The Slow Return: Navigating the Push and Pull of Daily Life
- Marichit Garcia
- Feb 27
- 2 min read
Updated: May 24

There’s a kind of heaviness that sits with you when you return from a trip. It’s more than the weight of extra luggage you hadn't planned for, but something deeper, more insidious. It’s the weight of reentry.
You step back into your life, and nothing has paused. The world has kept its pace, kept its demands, and the inbox has grown like a stubborn weed. Backlogs at work pile high, new projects pour in, and every to-do feels like a brick added to an already teetering stack.

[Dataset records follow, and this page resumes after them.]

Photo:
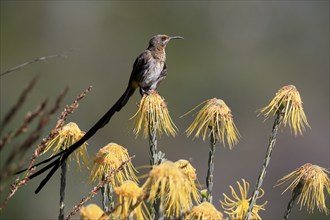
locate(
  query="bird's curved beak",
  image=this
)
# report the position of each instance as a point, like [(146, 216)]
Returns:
[(176, 37)]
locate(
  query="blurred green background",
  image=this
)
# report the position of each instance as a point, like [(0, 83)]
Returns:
[(239, 51)]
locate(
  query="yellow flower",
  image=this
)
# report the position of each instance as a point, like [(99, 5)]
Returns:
[(110, 158), (204, 211), (68, 135), (153, 113), (288, 101), (216, 116), (191, 175), (129, 196), (310, 180), (167, 183), (237, 207), (92, 212)]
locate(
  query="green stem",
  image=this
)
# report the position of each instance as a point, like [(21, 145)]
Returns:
[(272, 141), (62, 189), (108, 201), (152, 141), (209, 177)]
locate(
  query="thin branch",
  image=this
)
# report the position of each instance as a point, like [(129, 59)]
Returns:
[(97, 188), (44, 59), (19, 103), (67, 111), (29, 117), (33, 137)]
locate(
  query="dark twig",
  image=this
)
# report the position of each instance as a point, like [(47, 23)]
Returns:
[(19, 103), (44, 59), (97, 188)]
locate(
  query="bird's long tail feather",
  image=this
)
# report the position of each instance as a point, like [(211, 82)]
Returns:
[(63, 155)]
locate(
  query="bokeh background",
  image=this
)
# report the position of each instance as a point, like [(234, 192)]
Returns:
[(239, 51)]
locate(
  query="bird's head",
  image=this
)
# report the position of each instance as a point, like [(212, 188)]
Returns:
[(161, 40)]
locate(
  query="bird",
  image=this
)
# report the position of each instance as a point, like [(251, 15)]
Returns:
[(149, 69)]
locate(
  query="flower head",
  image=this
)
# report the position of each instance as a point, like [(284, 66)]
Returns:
[(92, 212), (131, 195), (204, 211), (68, 135), (216, 117), (310, 181), (167, 183), (153, 113), (288, 101), (110, 158), (191, 175), (237, 207)]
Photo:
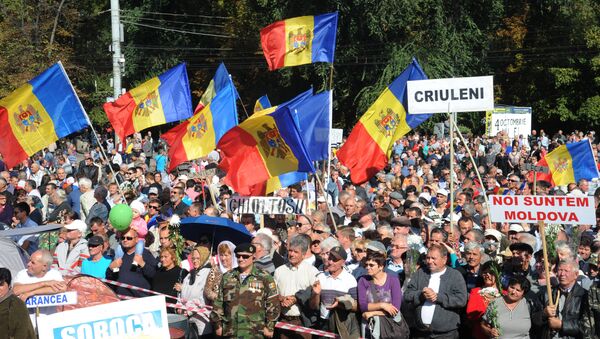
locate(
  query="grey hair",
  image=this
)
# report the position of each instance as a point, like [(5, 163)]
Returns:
[(265, 242), (301, 241)]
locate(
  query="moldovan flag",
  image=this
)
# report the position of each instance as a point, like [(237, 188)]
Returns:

I came home to the same mess I left behind. Clothes I meant to fold, corners I meant to clean, plans I meant to set in motion. My suitcase still sits, half-unpacked, spilling its contents into a room that feels like a snapshot of the chaos inside my head. I haven’t had the time—or perhaps the energy—to unpack my things, let alone unpack my thoughts. I listened to more bad news than good on the happenings at home while I was away, how the narcissist parent made things harder for those left behind. Cats who got sick. How my dad bumped his head when he fell from his bed because of a nightmare.
There is no time. There is no space.
But I push through because I must. Because what else is there? The alternative is a quiet kind of defeat, a death that happens long before the heart gives out. The kind where the light dims slowly, almost imperceptibly, until one day it’s just dark.

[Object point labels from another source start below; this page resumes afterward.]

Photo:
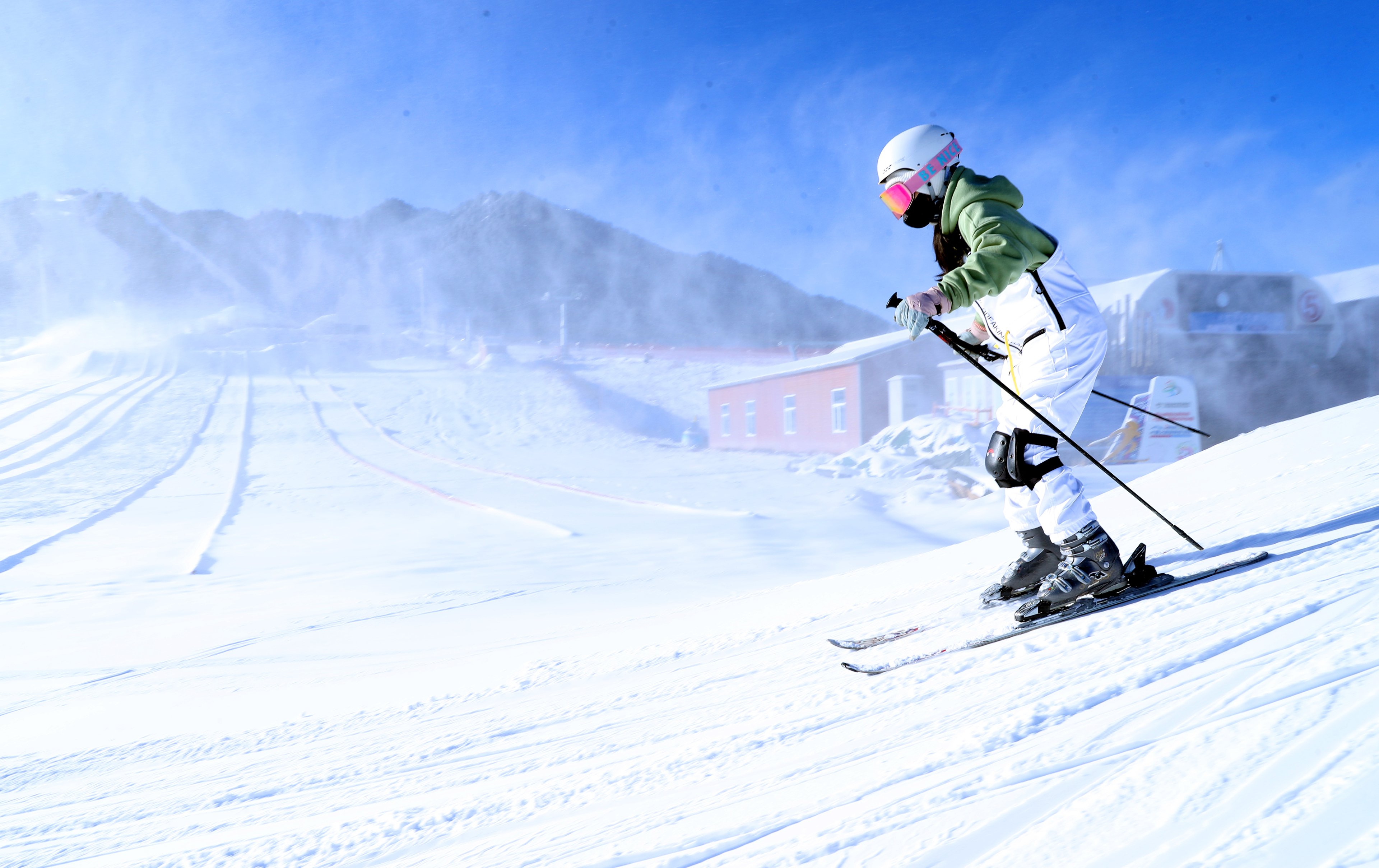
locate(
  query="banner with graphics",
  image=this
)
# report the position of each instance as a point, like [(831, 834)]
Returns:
[(1144, 438), (1173, 398)]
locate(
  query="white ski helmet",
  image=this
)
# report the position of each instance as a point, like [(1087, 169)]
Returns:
[(927, 149)]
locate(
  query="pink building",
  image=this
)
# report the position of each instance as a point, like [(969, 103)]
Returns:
[(828, 403)]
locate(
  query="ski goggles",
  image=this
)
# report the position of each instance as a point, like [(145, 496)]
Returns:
[(900, 196)]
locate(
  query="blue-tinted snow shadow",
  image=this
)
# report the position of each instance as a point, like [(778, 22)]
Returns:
[(620, 410)]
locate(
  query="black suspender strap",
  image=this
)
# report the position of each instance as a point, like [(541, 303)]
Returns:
[(1049, 300)]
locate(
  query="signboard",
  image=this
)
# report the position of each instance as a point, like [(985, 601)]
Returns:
[(1144, 438)]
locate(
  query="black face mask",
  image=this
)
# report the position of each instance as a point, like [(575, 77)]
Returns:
[(923, 212)]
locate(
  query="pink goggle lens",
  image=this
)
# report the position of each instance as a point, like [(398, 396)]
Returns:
[(898, 198)]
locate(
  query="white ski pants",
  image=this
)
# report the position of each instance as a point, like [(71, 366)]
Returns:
[(1055, 373)]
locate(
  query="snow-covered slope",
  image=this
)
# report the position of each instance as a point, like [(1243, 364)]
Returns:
[(367, 668)]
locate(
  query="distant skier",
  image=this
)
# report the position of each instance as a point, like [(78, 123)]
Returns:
[(1035, 308)]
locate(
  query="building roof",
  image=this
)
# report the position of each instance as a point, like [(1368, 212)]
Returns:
[(847, 354), (1352, 286), (1106, 294)]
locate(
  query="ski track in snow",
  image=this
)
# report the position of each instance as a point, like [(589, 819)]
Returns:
[(358, 674)]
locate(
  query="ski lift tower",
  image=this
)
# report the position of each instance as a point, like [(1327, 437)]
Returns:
[(563, 301)]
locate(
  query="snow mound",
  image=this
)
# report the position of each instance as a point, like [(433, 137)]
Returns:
[(909, 449)]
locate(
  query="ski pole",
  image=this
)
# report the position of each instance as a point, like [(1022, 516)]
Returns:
[(1148, 413), (945, 334)]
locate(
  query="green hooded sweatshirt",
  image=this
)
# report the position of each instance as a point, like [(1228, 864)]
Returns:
[(1004, 245)]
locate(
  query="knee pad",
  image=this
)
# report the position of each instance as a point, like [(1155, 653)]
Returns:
[(1006, 459)]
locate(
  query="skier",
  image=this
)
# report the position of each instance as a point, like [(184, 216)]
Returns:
[(1036, 311)]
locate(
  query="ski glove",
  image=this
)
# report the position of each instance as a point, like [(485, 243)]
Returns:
[(915, 311), (911, 319)]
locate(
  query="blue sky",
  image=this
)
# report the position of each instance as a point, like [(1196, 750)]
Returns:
[(1139, 133)]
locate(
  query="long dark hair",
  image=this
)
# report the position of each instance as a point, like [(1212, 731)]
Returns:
[(949, 250)]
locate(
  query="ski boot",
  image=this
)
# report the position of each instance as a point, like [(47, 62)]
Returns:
[(1039, 560), (1091, 565)]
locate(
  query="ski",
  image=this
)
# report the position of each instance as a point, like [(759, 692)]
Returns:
[(1137, 562), (1082, 608), (857, 645)]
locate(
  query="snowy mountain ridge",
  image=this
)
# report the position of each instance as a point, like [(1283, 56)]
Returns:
[(480, 268)]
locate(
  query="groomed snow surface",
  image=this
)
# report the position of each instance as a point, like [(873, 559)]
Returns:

It’s a constant push and pull. Every moment is lined with exhaustion. Every moment is lined with hope. And in every moment there is an other side that dreams of oblivion.
I fantasize about escape, not to another city or country, but to a pocket of time and space where nothing needs me. A place where I can let go without the world unravelling at the seams. Where I can exist without the fear of things falling apart.
But for now, I hold on. I take it task by task, breath by breath. I find small moments of stillness. I sip my coffee. I steal a few minutes to read a few pages of my book. I pause to write this blog. I need to remind myself that even amidst the chaos, I am here, still myself somehow, still more alive than dead, all selves still together.
And maybe, just maybe, that’s enough for now.